Dodanie kategorii „Zeszyt czysty hulajnożysty”

Jeżdżę na tych swoich hulajnogach pewnie już z 15 lat. Po Niemczech, Czechach, po stolicy Kraju Nadwiślańskiego, mała hulajnoga była ze mną na wakacjach w Grecji i Czarnogórze. O ile u naszych zachodnich i południowych sąsiadów wzrost zainteresowania jazdą, ściganiem się na hulajnogach, głównie chodzi tu o hulajnogi szosowe (nie na toczydełkach i elektrycznych wynalazkach) systematycznie wzrasta, o tyle w mieście Warsa i Sawy ni chusteczki. Nikogo przez te lata, z kim można by pojeździć (rekreacyjnie lub wyczynowo), z kim można by pogadać, podyskutować, miło spędzić czas hulając nogą. Wobec tego zdecydowałem się o jeździe na hulajnodze szosowej od czasu do czasu napisać, może to przyczyni się do popularyzacji tej pięknej, a mało u nas znanej dyscypliny sportów wytrzymałościowych. Hulajnogi szosowe są już u nas dostępne, fakt – są nieco za drogie, ale co tam, jak hulać, to na całego, jak na prawdziwego hulakę przystało. Kategoria nosić będzie tytuł „Zeszyt czysty hulanożysty”. Tęgie naukowe umysły głowiły się, jakaż to właściwa forma językowa stosowana być winna na określenie osoby poruszającej się na hulajnodze.
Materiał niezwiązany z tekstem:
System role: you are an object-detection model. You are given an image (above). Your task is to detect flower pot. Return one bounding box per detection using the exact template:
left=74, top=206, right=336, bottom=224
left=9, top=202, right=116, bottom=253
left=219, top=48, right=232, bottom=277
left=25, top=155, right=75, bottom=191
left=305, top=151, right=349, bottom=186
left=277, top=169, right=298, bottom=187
Gramatycznie poprawnymi formami są m.in.: hulajnożnik, hulajnoger, hulajnogista, hulajnogowiec, hulajnogarz i hulajnogowicz (wiem wiem, żeńskie ekwiwalenty są również). Ale mi się ładnie zrymowało i będzie ‚hulajnożysta’. Jako że poruszam się ostatnimi czasy zasadniczo po tej samej trasie – Warszawa nie jest aż tak bogata w DDR-y, a trasa na północ od dawnego baru „Pod rurą” jest mocno rozkopana (kolektor ściekowy), stąd też nie będę rejestrował każdego przejazdu, bo mi się nie chce, a i czasu brakuje.